Rights and Retributions
Justin Anthony Knapp sent me an email today inviting comments on a story where a Christian student has claimed to be discriminated against on the basis of her faith, a claim that is contested (with some serious apparent evidence) in the blog post. (I have no independent idea of the details.) He also sent me an interesting op-ed from an old NYT. (Justin, mate, you seriously need to get your own blog instead of pleading with us to blog on what interests you!)
Coincidentally, yesterday Jim West posted a link to a report suggesting that gays are taking over the world. (Jim does seem easily persuaded to think the worst of gay people) I have no idea of the full stories behind any of the snippets reported there, and they provide no links to test them further.

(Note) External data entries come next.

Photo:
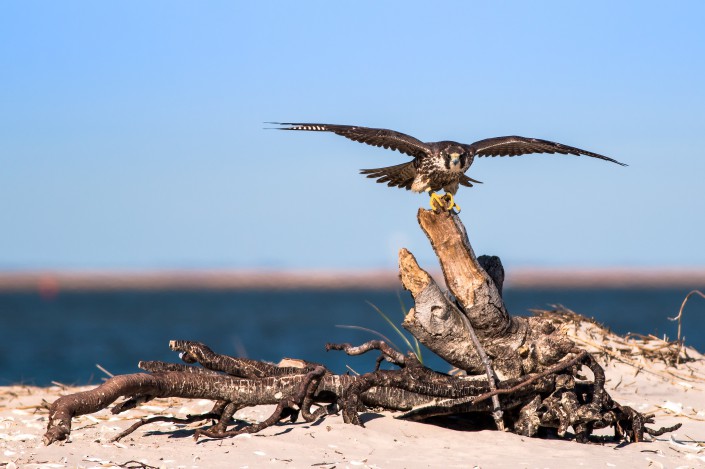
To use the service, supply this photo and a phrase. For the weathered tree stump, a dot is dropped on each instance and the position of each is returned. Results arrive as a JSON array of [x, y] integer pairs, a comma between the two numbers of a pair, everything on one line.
[[521, 371]]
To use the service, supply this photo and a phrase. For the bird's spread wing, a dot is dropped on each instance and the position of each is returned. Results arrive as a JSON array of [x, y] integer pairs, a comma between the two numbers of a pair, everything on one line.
[[401, 175], [513, 146], [378, 137]]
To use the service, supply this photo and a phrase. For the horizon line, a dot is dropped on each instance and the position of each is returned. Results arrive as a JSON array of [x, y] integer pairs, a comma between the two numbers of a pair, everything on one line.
[[54, 280]]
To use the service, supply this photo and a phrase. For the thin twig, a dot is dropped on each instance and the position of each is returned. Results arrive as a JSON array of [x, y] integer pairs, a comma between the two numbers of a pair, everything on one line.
[[679, 319], [492, 378], [531, 378]]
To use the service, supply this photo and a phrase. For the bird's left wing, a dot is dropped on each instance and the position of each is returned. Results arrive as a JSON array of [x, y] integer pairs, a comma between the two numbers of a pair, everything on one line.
[[514, 146], [377, 137]]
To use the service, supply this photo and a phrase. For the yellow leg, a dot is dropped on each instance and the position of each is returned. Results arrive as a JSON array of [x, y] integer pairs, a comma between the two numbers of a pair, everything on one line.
[[437, 202], [451, 202]]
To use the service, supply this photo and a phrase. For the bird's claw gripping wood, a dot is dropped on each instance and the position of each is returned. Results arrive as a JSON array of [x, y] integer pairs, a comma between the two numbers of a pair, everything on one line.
[[448, 197], [446, 202]]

I don’t doubt that in some cases we can and will discover politicly correct bullying done in the name of gay rights and other issues. God knows we have had centuries of religiously correct bullying done in the name of truth and orthodoxy. It was a mantra, for example, of pre-Vatican II Catholicism that “error has no rights” which excused all sorts of abuse of those who erred. In the end, people are stupid, and some (many?) are prone to do each other down. One does not excuse the other, and booth need to be opposed and challenged.
However, I have reached the stage where I suspect all stories of this kind. Christians have developed a story template for proving “persecution by political correctness”. (Atheists, gay people and indeed everyone else likes playing the victim game too!) I now assume, reading something like the report Jim refers to that all of these stories will prove more complex than the summaries suggest. I even find myself wondering whether there will turn out to be any truth in them whatsoever.

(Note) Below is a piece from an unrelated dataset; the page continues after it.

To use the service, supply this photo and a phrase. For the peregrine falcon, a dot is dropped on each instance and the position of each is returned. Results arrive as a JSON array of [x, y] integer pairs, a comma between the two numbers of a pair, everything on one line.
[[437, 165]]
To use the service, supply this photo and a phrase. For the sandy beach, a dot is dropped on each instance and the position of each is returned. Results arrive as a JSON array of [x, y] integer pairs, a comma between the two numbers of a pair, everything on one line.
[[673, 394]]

Very few people bring out the cynic in me nowadays as much as campaigns involving conservative Christians, where misrepresentation often seem to be the game all round. However, I can’t resist the impression, or refute the argument, that by and large conservative Christians are even better at misrepresenting things than their opponents, as much, I suspect, out of an overwhelming sense of having right on their side: a condition that has often been used, historically, to excuse the commission of many wrongs.
June 17th, 2008 at 11:45 pm
I thought Christians were supposed to hate the world - so why would they care if gays and lesbians are allowed to operate freely within it or even ‘take it over’? Of course Christians might also remember that God loves the world - so maybe even these 11th hour misfits will get their penny from the landowner and the prejudiced will complain about their own covenant.

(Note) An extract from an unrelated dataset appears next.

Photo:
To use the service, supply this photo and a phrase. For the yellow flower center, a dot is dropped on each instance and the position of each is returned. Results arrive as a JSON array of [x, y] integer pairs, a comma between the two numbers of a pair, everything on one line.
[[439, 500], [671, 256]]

June 18th, 2008 at 1:26 am
I am not sure where this gay conspiracy is or who is at the heart of it, or who is giving the energy for such a distributed network to kill off civilization. It is an argument of hyperbole at best - a poets most exaggerated device for propagating lies. I know many a gay person. They just want equal regard under the law. That there is not one single secular argument against this premise as a just rule for the right to marry and for marriage to be a gender-neutral relational contract is an hypothesis I have not seen even challenged except with the vehicular manslaughter of more lies and myths of reality that simply phatasms of the mind at best.
June 18th, 2008 at 2:07 pm
There was a gay wedding in my family last week. The two women planned carefully, established a will and durable power of attorney, and entered the commitment with more foresight than any heterosexual couple I’ve ever seen. They complement each other so well, I’ve been taking notes on how healthy relationships work! Two days after the wedding, a crisis arose with another family member who needed a mental health intervention. The new couple, who both work in social services, took time out from their honeymoon week to see the intervention through.
Funny how we can point to a few Scripture texts that really don’t translate into our time and culture and react hysterically to an imagined violation of them, but ignore the Scriptures that tell us we are known by our love and the fruit of the Spirit.
My gay relations are laying down their lives for others, showing love, joy, peace, patience, kindness, goodness, faithfulness, gentleness, and self-control. Somebody please tell me how they are a threat to civilization!
June 19th, 2008 at 2:49 am
Doug,
I prefer this method because I’m never held accountable. Thanks for your thoughts - someday I’ll be responsible enough to take responsibility for my own opinions.
-JAK
June 19th, 2008 at 8:06 pm
Doug,
as Qohelet says somewhere, knowledge to the one who acquires it accrues pain to the same more than anything else. Actually, with that formulation, I toned down Qohelet’s point considerably.
June 19th, 2008 at 10:39 pm
Yikes, John. I don’t think I’m clever enough to quite understand what you’re trying to say.